Citing King’s famous words that “injustice anywhere is a threat to justice everywhere,” Patrick called for a renewed focus on curbing inner-city violence and narrowing achievement gaps between minority and white students.
In the same vein, Martha Coakley, the state’s attorney general, said her office would “commit ourselves to ending gun violence in America.”
“We can do this,” she said to applause.
The federal holiday lent a chance to reflect on King’s wisdom and sacrifice, she said.
Sonia Chang-Diaz, a state senator from Boston, said strong voter turnout in Massachusetts cities this past election served as a tribute to King’s memory.
“We stood in line for hours, and we cast our ballot,” she said. Following the proverb, “When you pray, move your feet,” low-income and minority voters were determined to be heard, she said.

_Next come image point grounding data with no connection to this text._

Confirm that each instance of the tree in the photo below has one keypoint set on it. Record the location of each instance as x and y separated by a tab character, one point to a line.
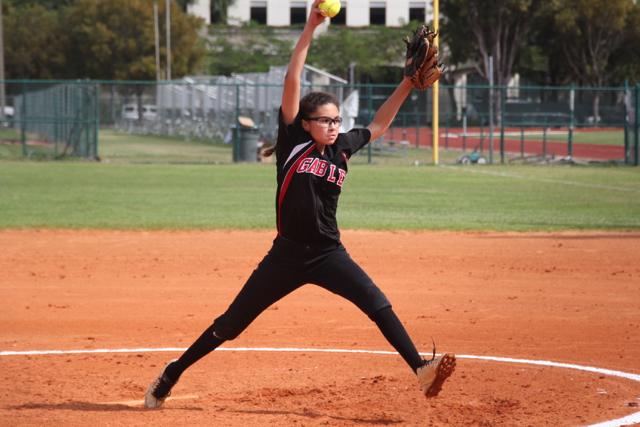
377	52
29	53
246	50
589	32
114	39
477	30
625	62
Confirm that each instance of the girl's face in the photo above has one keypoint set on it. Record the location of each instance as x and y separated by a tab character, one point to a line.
323	125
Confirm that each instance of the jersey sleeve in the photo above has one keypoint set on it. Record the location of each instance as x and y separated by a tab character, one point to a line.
289	135
355	139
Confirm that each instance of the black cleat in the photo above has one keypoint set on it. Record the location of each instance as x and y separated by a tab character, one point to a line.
159	390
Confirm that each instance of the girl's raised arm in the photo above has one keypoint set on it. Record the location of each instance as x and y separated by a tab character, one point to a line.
291	92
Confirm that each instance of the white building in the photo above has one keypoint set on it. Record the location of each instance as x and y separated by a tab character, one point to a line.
354	13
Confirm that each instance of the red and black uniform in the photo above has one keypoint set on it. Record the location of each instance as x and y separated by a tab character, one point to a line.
307	248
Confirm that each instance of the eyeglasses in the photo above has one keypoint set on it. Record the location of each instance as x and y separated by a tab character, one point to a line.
325	122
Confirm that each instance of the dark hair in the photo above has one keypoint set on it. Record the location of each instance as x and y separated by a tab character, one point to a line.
308	105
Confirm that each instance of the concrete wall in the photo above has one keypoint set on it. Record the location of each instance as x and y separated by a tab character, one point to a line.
278	11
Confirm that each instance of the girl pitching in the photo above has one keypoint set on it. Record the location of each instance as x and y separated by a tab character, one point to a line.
311	158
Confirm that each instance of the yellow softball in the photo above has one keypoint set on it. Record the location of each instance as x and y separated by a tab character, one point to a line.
329	8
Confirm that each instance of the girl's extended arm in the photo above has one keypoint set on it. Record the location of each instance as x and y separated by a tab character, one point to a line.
387	111
291	92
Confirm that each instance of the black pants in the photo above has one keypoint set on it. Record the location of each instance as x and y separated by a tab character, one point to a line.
288	266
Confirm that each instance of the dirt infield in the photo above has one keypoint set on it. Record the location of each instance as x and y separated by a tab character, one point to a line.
512	144
562	297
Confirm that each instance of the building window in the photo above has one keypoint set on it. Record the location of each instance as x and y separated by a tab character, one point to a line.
259	13
298	15
417	14
377	15
340	18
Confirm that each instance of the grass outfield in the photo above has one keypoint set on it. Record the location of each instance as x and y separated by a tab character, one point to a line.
125	196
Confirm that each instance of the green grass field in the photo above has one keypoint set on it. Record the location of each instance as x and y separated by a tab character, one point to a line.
128	196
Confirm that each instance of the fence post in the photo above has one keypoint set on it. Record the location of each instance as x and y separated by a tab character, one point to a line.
626	121
236	129
96	124
23	115
369	108
503	95
636	126
572	98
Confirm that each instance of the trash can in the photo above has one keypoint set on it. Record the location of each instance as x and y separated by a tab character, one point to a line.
245	147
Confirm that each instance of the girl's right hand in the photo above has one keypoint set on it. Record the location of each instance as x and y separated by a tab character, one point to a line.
315	17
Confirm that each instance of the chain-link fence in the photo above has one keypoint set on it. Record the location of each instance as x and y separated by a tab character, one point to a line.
50	119
217	121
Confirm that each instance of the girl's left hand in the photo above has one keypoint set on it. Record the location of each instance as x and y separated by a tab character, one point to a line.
315	17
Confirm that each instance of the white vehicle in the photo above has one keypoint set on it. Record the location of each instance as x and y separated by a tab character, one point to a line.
130	112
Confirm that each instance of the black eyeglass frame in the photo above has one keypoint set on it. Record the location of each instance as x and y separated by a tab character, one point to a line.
328	120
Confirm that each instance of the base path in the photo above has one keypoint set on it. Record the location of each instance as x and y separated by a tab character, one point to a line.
570	298
477	140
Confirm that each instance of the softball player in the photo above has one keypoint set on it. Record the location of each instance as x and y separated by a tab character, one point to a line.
312	158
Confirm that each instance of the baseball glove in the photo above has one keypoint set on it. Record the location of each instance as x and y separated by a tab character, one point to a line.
421	64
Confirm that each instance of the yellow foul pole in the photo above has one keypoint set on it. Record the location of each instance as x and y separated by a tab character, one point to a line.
436	91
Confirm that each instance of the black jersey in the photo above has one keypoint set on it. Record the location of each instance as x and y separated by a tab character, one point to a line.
309	183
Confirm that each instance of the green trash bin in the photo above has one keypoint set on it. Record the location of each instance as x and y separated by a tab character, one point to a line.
245	148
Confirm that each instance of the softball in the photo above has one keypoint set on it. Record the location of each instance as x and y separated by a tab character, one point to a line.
329	8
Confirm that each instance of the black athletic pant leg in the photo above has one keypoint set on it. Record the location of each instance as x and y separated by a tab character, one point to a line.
338	273
277	275
273	279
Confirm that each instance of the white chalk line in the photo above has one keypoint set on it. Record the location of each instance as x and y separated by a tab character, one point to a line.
141	401
547	180
630	419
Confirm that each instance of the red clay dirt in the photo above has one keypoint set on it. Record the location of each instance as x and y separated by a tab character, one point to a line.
512	145
562	297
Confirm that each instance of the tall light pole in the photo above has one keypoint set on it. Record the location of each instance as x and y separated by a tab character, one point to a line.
2	95
436	91
168	14
156	32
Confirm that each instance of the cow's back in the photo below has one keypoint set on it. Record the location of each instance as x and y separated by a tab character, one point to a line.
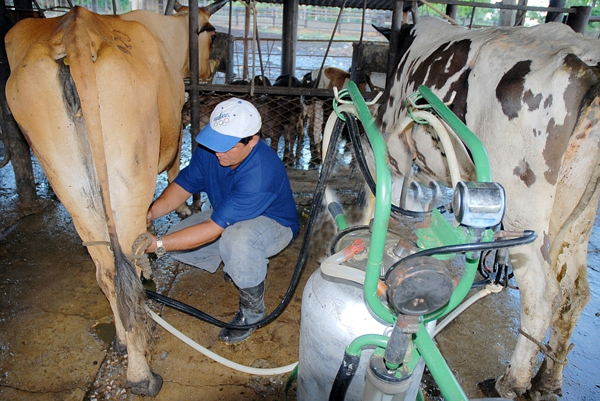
521	93
83	82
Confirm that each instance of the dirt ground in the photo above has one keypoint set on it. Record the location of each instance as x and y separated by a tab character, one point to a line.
56	326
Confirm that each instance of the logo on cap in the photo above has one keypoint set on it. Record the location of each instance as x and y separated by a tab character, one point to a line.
221	120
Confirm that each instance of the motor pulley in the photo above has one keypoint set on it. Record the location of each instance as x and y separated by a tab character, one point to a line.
418	286
479	204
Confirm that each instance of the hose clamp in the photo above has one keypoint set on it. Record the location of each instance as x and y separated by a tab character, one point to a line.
160	248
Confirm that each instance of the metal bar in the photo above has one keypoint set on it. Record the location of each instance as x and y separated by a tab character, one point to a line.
194	67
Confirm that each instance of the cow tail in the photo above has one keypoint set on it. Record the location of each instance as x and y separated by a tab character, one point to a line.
83	90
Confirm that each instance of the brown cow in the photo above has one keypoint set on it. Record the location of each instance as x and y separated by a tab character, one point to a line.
99	99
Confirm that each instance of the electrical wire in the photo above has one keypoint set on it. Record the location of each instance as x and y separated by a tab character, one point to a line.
528	237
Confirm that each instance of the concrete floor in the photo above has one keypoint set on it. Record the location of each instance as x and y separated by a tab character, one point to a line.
56	326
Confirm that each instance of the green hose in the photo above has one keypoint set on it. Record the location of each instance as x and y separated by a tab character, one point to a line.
383	205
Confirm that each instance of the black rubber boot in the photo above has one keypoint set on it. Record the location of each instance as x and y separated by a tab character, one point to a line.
252	309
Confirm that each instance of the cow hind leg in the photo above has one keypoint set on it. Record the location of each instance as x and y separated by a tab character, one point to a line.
130	301
538	304
184	210
572	276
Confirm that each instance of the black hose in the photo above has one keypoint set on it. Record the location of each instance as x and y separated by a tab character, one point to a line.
315	213
344	377
528	237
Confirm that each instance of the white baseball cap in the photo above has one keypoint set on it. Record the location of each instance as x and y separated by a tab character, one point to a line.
230	121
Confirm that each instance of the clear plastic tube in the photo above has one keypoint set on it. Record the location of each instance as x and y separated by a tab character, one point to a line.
218	358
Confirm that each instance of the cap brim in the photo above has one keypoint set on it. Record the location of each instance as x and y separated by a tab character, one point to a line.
215	141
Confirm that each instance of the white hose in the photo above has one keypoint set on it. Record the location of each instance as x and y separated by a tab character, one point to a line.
489	289
218	358
343	272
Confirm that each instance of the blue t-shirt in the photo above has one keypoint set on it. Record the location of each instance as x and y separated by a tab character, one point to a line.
259	186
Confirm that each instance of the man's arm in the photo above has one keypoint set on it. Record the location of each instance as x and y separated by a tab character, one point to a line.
189	237
172	197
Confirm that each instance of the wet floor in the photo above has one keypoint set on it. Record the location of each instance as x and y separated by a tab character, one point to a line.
56	325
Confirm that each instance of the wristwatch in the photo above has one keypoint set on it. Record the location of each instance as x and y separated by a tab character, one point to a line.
160	248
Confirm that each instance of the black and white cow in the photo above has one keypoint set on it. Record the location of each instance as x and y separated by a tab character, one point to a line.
532	97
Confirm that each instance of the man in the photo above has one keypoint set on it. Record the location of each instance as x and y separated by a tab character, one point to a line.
254	215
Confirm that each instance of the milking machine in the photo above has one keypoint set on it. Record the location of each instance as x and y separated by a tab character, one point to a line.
369	312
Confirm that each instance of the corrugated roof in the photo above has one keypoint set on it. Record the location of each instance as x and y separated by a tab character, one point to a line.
371	4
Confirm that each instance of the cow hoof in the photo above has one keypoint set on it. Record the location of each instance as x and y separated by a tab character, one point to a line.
544	395
488	388
184	211
119	347
146	387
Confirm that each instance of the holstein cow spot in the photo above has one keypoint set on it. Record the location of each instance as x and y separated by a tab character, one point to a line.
524	172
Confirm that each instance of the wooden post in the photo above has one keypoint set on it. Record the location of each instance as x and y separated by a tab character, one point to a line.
452	11
579	20
289	37
552	16
394	37
14	142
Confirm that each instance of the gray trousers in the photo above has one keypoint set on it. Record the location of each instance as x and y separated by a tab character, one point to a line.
243	247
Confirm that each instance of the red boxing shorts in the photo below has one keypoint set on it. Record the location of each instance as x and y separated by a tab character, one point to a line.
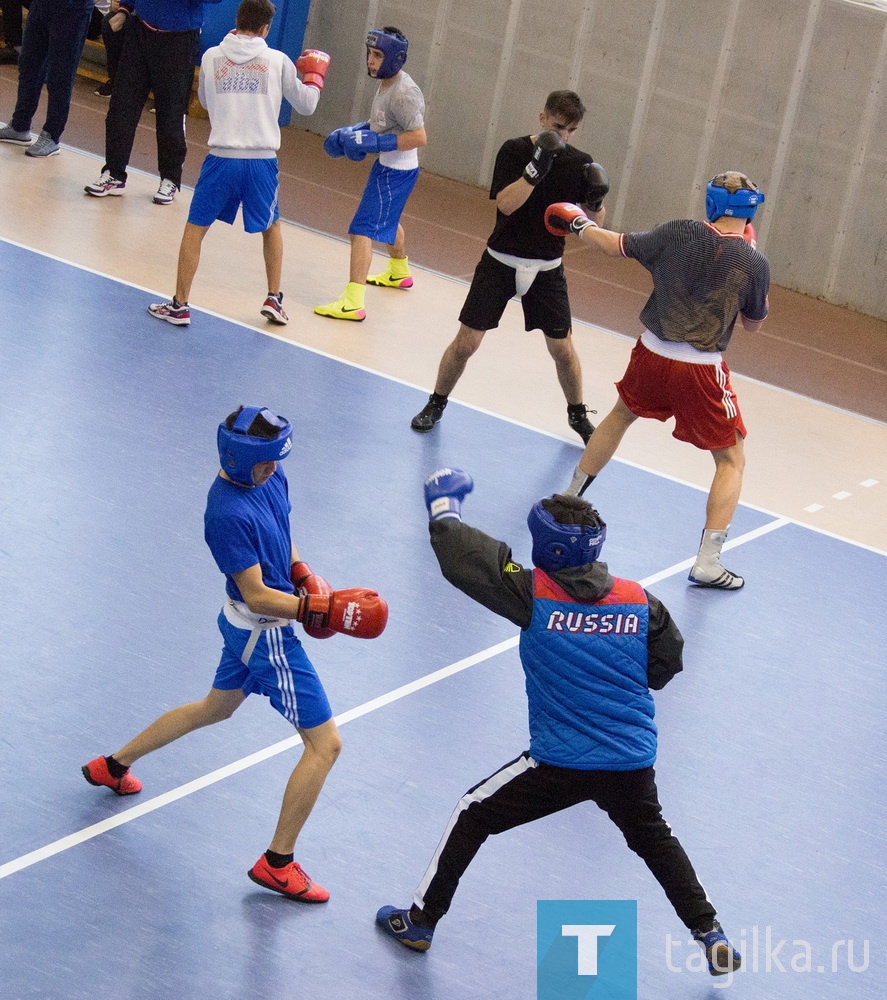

“We do not exist in the shadows of democracy,” she said.
Several speakers noted King’s ties to Boston. He attended graduate school at Boston University in the early 1950s, earning a doctorate in theology in 1955, and delivered sermons at the Twelfth Baptist Church in Roxbury.
“We have reduced his contribution to an ephemeral dream,” he said. “We have deprived King’s legacy of its potency.”
In the mid-1960s, King became more outspoken against the country’s “imperialist practices” abroad and the concentration of wealth and power in American society. He could no longer “turn a blind eye” to the country’s “moral failings,” Walton said.
“He moved beyond civil rights to human rights,” he said to applause. “King matured. He woke up.”
But over time, King’s more controversial views have been glossed over, Walton said. That has led the country to celebrate its racial progress while ignoring the deep inequalities that remain, he said.
“It’s easier to celebrate a dead icon than heed the admonitions of a living prophet,” he said, adding that King’s work is best honored by actions, rather than words.